TOPEKA, Kan. – Washburn University will likely start fall 2021 with regular, in-person classes in a return to ‘normal,’ after the Shawnee County Health Department updated its vaccine plan to include university faculty and staff, officials announced Friday afternoon.
Washburn personnel will be included as part of the health department’s Phase 2B. Other Shawnee County K-12 educators are also in that group and have mostly received their vaccines, but under the state’s vaccination plan, general higher education staff had been excluded.
“We welcome this news as we prepare to provide a more traditional environment for our students this fall,” said Washburn President Jerry Farley. “We have been able to deliver classes in-person through the spring, but this additional level of protection should allow us to return fully to our traditional campus model.”
For several weeks, higher education administrators and advocates across the state had lobbied the state health department to include higher education in the state’s vaccine plan, citing the urgent need to return students to in-person classes like their K-12 counterparts.
The state in late February had clarified that some higher education personnel, if working in critical, necessarily in-person jobs, could receive the vaccine. Health officials stopped short of a blanket plan for higher education, however.
It wasn’t immediately clear what prompted the change in vaccination policy, but vaccine distribution has ramped up in recent weeks, and COVID-19 transmission rates and hospitalizations have likewise fallen dramatically. Earlier in the week, Johnson and Johnson received approval for its one-shot, relatively more temperature-resistant vaccine, and a partnership brokered by President Joe Biden with Merck means vaccine supply rates should only increase in the coming weeks.

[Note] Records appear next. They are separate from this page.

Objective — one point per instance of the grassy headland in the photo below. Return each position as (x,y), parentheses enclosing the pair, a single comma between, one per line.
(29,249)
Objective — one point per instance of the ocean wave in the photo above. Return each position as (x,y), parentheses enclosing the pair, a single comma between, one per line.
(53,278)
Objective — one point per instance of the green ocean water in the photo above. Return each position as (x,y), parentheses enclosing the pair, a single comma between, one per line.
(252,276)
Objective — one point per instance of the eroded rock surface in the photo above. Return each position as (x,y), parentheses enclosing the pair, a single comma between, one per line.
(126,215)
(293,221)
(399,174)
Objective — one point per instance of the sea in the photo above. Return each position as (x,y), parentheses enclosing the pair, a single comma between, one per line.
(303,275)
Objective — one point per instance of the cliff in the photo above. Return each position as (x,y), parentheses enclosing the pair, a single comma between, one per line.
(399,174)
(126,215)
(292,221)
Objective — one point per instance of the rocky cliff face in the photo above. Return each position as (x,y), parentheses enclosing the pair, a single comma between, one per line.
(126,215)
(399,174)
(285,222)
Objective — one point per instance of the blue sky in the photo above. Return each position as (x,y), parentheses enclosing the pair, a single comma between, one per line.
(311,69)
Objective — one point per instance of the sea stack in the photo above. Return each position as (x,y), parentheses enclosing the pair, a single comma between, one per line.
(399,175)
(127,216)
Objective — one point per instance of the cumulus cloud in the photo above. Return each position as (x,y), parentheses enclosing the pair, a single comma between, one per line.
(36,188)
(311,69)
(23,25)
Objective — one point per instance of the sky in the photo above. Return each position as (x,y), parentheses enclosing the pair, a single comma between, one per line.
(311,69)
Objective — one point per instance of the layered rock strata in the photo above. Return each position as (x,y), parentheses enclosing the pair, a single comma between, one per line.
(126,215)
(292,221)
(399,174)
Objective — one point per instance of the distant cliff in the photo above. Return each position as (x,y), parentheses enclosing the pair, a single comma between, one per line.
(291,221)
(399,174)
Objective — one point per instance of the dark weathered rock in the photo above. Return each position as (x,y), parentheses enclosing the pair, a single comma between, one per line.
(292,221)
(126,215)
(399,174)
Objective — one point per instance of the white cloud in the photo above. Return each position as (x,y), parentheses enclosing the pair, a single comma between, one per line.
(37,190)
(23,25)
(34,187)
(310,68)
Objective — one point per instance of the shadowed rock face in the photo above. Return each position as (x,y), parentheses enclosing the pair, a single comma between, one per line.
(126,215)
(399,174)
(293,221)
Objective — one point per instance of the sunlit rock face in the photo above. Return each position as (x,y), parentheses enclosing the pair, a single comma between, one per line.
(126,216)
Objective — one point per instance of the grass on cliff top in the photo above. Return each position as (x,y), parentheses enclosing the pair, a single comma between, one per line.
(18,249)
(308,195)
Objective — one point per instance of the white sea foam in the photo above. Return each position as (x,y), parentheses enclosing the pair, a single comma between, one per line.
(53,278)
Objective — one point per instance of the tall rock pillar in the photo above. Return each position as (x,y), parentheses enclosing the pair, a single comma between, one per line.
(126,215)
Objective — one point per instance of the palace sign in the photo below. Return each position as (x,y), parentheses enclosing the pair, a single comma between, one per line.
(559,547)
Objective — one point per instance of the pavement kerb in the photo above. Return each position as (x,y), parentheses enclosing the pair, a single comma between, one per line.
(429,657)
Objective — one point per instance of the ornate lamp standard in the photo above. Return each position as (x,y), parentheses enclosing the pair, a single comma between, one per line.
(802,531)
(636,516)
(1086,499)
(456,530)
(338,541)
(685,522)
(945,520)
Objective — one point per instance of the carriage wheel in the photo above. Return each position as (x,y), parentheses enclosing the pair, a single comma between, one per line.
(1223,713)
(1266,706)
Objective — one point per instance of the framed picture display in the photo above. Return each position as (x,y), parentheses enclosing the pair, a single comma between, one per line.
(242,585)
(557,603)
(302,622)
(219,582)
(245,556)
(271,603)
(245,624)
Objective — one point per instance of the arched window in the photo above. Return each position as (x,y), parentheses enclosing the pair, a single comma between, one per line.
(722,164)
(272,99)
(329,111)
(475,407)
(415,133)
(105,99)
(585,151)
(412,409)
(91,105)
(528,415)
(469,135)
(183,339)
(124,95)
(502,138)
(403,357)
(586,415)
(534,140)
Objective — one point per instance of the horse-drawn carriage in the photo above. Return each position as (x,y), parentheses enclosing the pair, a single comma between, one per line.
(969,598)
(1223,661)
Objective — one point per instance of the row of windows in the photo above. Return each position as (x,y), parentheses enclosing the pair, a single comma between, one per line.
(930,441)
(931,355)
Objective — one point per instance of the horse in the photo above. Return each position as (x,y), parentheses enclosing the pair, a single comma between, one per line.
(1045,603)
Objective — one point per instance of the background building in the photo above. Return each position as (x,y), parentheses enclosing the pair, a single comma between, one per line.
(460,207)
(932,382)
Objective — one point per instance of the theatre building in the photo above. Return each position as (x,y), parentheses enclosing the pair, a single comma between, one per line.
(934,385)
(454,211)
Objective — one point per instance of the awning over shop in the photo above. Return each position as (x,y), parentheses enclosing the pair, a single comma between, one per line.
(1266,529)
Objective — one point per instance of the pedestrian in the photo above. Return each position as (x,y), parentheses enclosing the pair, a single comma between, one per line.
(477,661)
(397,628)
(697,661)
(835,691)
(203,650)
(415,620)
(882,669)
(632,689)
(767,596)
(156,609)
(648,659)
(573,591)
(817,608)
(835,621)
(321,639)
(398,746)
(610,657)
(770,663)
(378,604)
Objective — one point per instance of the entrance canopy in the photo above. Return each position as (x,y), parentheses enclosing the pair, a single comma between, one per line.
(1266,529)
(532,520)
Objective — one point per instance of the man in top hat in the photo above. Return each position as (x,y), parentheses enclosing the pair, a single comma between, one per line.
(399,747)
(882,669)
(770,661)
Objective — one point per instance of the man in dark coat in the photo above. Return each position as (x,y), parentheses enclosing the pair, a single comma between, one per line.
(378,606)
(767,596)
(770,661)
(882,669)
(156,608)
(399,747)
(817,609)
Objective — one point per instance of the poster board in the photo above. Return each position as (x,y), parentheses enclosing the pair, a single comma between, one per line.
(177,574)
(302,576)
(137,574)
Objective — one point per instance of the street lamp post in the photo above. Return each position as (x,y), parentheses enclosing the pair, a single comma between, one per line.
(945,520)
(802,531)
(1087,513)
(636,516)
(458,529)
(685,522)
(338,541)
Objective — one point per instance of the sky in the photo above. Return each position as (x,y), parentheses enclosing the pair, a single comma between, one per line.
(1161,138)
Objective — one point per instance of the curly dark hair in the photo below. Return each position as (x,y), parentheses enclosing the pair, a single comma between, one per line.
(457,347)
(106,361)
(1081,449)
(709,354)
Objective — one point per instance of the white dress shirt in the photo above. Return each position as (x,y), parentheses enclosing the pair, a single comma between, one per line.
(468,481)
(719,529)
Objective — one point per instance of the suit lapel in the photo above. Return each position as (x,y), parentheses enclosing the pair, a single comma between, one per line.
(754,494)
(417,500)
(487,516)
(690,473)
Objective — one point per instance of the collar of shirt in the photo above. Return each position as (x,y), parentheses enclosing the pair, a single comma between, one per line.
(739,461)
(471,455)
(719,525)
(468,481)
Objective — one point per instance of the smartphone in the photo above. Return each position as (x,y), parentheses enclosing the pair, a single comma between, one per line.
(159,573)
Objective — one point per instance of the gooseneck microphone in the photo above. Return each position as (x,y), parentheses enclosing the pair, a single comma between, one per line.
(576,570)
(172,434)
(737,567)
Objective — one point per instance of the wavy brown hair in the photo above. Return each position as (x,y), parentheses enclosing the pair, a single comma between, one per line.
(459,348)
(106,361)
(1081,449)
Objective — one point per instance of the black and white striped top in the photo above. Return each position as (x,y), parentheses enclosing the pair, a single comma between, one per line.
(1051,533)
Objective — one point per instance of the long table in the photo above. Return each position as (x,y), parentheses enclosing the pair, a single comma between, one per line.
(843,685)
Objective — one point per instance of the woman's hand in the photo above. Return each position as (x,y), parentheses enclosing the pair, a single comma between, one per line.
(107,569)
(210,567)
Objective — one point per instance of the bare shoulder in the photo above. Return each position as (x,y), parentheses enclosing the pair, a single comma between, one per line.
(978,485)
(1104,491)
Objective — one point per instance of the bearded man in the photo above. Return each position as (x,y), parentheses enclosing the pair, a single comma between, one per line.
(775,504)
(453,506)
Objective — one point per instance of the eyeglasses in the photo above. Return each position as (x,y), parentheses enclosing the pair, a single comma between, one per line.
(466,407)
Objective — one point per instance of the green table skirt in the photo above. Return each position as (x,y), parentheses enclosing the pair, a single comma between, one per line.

Students will not yet be included in the vaccination efforts, but Biden vowed to vaccinate every American adult by the end of May.
“We continue to encourage everyone on campus to get vaccinated just as soon as it is available to them,” Farley said. “The vaccine is completely voluntary, but we are encouraging it for all faculty and staff who are physically able to take it.
“In the meantime, we continue to get ready for the fall,” he added, “and we will continue to require face masks on campus and are maintaining social distancing as indicated by the CDC and the Shawnee County Department of Health.”